In either case, the question will be whether consumers will opt for lower premiums even if they significantly reduce provider choice. This was not a trade off many were willing to make in the past. But health care reform is fundamentally changing the economics of the industry.
Consumer sensitivity to health care costs, competition and capitation arrangements will increase pressure for all parties to reduce prices – one way or another. If doctors and hospitals can’t figure out how to improve the efficiency of their care delivery or are unwilling to accept less individual revenue in return for greater volume, the consolidation process could force them to simply do more to compensate for lost income. Or, alternatively, they may join together and use market size and clout to increase their payments.
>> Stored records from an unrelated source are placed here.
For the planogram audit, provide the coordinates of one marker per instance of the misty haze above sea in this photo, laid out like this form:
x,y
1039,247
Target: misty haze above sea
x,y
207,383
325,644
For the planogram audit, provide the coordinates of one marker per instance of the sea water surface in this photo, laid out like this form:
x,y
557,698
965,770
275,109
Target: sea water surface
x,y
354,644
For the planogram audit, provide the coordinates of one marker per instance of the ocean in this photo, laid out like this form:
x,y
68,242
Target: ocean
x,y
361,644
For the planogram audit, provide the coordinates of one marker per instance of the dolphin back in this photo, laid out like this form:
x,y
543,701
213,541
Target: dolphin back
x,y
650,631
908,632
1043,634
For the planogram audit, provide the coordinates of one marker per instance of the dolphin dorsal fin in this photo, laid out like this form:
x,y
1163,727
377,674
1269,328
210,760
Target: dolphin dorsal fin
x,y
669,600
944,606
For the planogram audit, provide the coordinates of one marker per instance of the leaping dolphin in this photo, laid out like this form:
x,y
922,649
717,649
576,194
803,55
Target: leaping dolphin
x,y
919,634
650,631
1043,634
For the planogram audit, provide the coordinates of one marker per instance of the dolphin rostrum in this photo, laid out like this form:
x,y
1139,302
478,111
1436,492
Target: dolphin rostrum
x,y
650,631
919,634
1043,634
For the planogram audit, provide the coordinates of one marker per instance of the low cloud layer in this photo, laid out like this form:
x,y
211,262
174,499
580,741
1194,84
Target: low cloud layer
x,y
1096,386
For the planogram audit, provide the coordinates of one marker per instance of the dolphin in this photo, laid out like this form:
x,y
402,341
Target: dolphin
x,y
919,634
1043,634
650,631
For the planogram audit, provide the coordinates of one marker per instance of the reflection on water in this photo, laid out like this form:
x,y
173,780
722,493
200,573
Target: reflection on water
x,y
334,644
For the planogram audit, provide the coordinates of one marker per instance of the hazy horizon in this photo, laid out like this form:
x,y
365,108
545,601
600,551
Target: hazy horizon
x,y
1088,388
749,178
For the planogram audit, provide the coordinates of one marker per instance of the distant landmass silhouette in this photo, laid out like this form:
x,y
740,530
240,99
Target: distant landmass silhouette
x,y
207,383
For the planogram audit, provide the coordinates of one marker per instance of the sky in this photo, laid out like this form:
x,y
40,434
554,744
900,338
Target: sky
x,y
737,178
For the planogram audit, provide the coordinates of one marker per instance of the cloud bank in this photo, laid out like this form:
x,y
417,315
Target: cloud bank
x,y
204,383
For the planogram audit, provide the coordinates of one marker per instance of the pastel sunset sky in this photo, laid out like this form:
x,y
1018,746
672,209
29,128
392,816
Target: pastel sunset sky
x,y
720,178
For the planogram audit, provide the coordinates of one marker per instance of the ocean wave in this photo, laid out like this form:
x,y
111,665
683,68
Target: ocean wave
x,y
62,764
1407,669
So, does the saga of Silicon Valley spins and splits portent the next wave of announcements in health care? No one’s sure quite yet. But one way or another, size will drive the economics of health care. If providers consolidate for greater market control, prices will probably go up. But if they merge to achieve economies of scale, costs could go down.
If insurance companies spin off the expensive parts of their delivery system, costs will go down assuming patients are willing to accept a dramatically reduced set of choices. But if hospital systems and for-profit insurance companies focus exclusively on margin generation, they may reduce unprofitable services and close hospitals in the most socioeconomically challenged communities they serve.
No one really knows whether the consolidation activities of today will reverse as they did in the 1990s. But with the economic pressures facing governmental agencies and commercial businesses, the size of health care’s business units will change in one direction or another. Only time will tell which way it will be.